If you’re going to name yourself — or your band — after Prince Valiant, you’ve got to be ready for action. You can’t back down from challenges, and you’ve got to face up to difficulties, no matter how harsh they may be. Most of all, you’ve got to be ready to put your charisma in motion on behalf of what you believe. Fernando Honorato of Principe Valiente has never been short of personal magnetism, ambition, or thirst for adventure. Like his namesake, he’s always lived life to the hilt. His prior recordings have spotlighted his imagination, expressive power, and ability to make his point in a few quick, thrilling lyrical strokes.
And like Prince Valiant, he seems to transcend the limitations of time. Principe Valiente’s signature take on post-punk evokes Europe’s Gothic history but also feels resolutely modern. With Barricades, the latest Principe Valiente album, he’s found a sound that matches the moment: dark, brooding, ominous, destabilizing, full of richness and portent, and thoroughly intoxicating. Barricades is a set that could only have been composed and recorded during a time as insular and troubled as ours. It’s a brave channeling of Honorato’s feelings of dislocation, impermanence, and fragility — and “Porcelain,” the lead single from the set, is the purest distillation of the Principe Valiente aesthetic.
Ironically, it’s also the most communal record that Honorato has ever made. On earlier Principe Valiente albums, the singer and songwriter called all of the shots and generated the soundscapes. Barricades, by contrast, makes the most of Honorato’s talented bandmates. “Porcelain” is a showcase for the sensitive but potent drumming of Joakim Janthe, the painterly instrument processing of Jimmy Ottosson, and the dramatic synthesizer playing of Rebecka Johansson. Even though circumstances prohibited them from occupying the same room during the recording of Barricades, they’ve never sounded tighter.
The moody, immersive clip for “Porcelain” is another expression of Honorato’s renewed vision. It’s not inaccurate to call him the star of the clip or misleading to point out how gracefully he moves through these shadow-haunted frames.
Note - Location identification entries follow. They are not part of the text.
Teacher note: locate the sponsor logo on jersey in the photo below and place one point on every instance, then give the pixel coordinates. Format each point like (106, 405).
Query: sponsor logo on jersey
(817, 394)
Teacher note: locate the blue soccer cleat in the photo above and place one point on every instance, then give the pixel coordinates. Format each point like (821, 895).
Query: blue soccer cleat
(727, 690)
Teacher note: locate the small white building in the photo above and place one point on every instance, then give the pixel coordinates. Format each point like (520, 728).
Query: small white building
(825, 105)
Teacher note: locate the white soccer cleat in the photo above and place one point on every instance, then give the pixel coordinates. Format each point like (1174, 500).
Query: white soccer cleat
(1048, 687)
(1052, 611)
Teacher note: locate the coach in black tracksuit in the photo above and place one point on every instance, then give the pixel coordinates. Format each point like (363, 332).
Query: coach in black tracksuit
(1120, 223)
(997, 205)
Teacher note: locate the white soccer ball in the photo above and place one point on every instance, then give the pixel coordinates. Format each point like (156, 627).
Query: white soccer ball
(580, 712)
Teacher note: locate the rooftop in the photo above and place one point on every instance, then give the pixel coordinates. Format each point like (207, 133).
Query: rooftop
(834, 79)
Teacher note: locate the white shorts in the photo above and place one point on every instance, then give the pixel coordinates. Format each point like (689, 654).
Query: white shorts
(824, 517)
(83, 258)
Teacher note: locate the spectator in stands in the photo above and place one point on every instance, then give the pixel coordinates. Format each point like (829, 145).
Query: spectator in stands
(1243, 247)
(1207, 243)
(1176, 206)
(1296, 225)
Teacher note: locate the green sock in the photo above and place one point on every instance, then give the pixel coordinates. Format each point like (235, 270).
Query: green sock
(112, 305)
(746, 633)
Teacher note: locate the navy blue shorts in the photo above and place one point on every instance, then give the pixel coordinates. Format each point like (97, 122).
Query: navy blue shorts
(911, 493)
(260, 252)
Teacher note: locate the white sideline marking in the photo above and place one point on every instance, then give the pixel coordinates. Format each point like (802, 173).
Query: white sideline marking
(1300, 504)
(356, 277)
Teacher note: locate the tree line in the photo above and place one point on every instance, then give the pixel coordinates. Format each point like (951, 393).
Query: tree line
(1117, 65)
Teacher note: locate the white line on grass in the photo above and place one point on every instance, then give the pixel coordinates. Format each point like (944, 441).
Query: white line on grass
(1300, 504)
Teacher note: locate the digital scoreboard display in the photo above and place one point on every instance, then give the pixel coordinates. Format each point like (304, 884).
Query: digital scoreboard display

But the “Porcelain” clip is best understood as an exercise in tone: dream-drenched, spellbinding, sensual, and shrouded in stylish half-light. We watch Honorato gently brush his fingers across the exposed skin of a lover; we see the curl of a long wave as it approaches the beach; we see the silhouettes of palm fronds as they whip in the wind. Is a storm coming, or is it already here?